UNIDENTIFIED MAN #1: I had a Tonka Truck.

UNIDENTIFIED WOMAN #1: A mini Cabbage Patch Kid - I always loved dolls.

UNIDENTIFIED CHILD: A McDonald's hamburger Happy Meal will give you that nostalgic feelings.

(SOUNDBITE OF ARCHIVED RECORDING)

UNIDENTIFIED MAN #2: The summer that summers from here on will be compared to, where memories will be forged into the sand and then hung on a wall for years to come.

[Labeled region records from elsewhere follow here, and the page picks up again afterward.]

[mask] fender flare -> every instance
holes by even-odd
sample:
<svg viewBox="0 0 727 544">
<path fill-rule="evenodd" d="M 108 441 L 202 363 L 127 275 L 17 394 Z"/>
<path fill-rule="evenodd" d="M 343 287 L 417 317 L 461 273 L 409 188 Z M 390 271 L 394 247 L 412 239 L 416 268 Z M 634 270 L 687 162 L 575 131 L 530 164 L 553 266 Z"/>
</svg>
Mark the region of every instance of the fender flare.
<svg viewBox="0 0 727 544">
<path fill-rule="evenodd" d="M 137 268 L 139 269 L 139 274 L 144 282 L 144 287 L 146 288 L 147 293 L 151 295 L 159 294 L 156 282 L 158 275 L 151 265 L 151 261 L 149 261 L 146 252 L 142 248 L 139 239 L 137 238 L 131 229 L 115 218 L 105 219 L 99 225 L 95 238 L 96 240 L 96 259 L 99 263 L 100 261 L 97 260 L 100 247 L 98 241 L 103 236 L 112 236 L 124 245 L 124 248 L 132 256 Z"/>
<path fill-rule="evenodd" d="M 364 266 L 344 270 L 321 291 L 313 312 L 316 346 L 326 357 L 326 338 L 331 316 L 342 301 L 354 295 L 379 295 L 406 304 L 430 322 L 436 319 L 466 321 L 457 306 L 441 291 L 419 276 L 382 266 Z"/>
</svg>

ROUTLEDGE: If you give people a list of products, things like movies or music or automobiles, people tend to have a preference for the products that were popular during their youth. And so people have this natural attraction to things from their past. That's how this got started. And then, yeah, they started to look at, well, if that's true, then inducing that feeling, that connection to the past should increase favorability towards products.

VEDANTAM: I want to take you back to a time a few years ago when your daughter was just starting high school. Like many parents, you felt proud, but you also felt some distress because your baby girl was growing up. Can you tell me what happened next?

ROUTLEDGE: My immediate response was a little bit existential dread, to be honest. It's like, how - where did all this time go? How do I already have a daughter that's graduated from high school? But then I subsequently went through and ran all the, you know, all the great memories we've had with her. And then I felt more, you know, happy. I felt more of a sense of meaning and accomplishment, that, oh, this is an important rite of passage and, no, things are going to be good. And so I had this experience that's very common, which is a little bit of loss but then this sense of reflection and then more of a - I kind of stabilized emotionally.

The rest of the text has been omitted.